4.2 Verzögerungen, die durch fehlende Mitwirkung des Kunden entstehen (z. B. fehlende Server-Zugänge, nicht gelieferte Testdaten), gehen nicht zu Lasten des Auftragnehmers und können zu Terminverschiebungen sowie Mehraufwand führen.
4.3 Hardware-Sicherheit: Der Kunde garantiert, dass die zu steuernde Anlage über autarke, hardwarebasierte Sicherheitsvorrichtungen (z. B. physische Not-Aus-Ketten, mechanische Überdruckventile) verfügt, die bei einem Fehler oder Ausfall der Software einen sicheren Anlagenzustand (Fail-Safe) gewährleisten. Die Software von JLE Systems ersetzt keine physischen Sicherheitseinrichtungen.

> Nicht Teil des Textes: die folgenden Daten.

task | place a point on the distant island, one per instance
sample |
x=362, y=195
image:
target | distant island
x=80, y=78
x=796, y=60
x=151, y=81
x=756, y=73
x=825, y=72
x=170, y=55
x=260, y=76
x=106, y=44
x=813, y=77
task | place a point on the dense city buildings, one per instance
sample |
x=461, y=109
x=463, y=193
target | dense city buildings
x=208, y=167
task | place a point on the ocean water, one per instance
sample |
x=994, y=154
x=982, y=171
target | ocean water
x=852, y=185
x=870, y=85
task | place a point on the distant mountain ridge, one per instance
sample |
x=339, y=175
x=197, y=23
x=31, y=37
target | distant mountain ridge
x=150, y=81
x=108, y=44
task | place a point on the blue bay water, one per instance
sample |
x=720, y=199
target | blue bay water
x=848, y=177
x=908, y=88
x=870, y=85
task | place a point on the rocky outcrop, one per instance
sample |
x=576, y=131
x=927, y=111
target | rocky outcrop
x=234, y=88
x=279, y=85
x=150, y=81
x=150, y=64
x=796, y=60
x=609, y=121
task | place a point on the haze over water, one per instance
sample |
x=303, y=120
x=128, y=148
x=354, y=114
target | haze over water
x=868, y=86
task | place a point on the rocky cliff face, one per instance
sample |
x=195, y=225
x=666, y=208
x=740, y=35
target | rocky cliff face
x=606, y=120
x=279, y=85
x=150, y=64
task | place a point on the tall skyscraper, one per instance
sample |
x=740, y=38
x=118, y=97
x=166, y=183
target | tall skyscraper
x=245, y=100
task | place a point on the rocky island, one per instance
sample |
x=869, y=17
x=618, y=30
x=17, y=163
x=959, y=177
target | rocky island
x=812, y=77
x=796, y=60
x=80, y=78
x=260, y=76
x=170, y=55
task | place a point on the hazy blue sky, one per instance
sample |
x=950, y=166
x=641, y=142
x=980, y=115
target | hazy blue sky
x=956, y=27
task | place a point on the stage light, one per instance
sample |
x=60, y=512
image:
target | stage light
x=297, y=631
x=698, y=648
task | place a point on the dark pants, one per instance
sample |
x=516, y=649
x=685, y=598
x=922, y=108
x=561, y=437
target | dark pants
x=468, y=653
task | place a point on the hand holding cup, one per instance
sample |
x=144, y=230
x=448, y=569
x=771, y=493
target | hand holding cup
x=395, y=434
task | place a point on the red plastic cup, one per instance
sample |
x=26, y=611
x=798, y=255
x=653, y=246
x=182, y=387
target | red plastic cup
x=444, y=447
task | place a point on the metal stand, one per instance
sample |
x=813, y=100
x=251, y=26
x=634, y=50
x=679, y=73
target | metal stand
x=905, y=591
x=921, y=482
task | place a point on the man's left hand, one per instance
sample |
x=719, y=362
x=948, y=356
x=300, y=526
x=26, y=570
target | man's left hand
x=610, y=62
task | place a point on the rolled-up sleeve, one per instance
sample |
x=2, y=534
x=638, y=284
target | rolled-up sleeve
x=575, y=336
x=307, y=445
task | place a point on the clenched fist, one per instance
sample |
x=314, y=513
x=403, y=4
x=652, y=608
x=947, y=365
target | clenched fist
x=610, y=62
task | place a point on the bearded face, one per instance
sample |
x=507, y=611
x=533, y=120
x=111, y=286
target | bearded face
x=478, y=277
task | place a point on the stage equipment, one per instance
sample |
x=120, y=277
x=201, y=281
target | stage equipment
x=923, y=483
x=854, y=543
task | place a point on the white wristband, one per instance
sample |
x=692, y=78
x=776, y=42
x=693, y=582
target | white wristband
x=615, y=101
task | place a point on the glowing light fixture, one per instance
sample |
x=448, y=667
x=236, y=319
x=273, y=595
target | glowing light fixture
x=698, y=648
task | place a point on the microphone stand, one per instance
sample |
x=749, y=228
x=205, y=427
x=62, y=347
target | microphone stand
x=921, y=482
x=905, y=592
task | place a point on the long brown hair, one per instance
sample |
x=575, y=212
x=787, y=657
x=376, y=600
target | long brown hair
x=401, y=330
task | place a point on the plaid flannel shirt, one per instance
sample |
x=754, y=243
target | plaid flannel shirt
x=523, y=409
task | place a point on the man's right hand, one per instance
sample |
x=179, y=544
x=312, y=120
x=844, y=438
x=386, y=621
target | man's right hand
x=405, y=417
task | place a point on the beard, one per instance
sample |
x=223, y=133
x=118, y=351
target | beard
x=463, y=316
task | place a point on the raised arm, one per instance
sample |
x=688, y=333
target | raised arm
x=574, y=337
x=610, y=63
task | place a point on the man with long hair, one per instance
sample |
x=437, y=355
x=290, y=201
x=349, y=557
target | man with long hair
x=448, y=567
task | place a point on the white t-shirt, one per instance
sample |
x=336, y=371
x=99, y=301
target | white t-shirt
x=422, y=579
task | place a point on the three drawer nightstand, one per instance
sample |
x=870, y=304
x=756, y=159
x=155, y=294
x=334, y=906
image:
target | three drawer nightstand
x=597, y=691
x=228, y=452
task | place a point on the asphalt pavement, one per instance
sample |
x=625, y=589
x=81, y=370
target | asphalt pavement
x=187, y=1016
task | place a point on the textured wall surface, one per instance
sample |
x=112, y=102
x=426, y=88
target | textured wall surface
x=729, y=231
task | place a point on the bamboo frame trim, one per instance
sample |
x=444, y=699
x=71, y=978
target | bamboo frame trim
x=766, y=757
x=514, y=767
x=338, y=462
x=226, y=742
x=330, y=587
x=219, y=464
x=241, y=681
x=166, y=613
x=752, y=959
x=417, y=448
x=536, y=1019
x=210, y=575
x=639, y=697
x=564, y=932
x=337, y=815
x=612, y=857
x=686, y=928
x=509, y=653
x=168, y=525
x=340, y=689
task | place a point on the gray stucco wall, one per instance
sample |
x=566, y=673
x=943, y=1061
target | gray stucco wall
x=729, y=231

5. Softwareentwicklung und Nutzungsrechte
5.1 Soweit der Auftragnehmer für den Kunden individuelle Software erstellt, verbleiben alle Urheberrechte an den geschaffenen Werken (Software, Quellcode, Dokumentation) beim Auftragnehmer.
5.2 Werknutzungsrecht: Der Kunde erhält nach vollständiger Bezahlung ein nicht-ausschließliches, nicht-übertragbares, zeitlich unbeschränktes Werknutzungsrecht für den vertraglich vereinbarten Zweck im eigenen Unternehmen (bzw. bei Verbrauchern für den privaten Gebrauch). Eine Weitergabe, Sublicenzierung oder der Weiterverkauf der Software als eigenes Produkt ist nur mit ausdrücklicher schriftlicher Zustimmung zulässig.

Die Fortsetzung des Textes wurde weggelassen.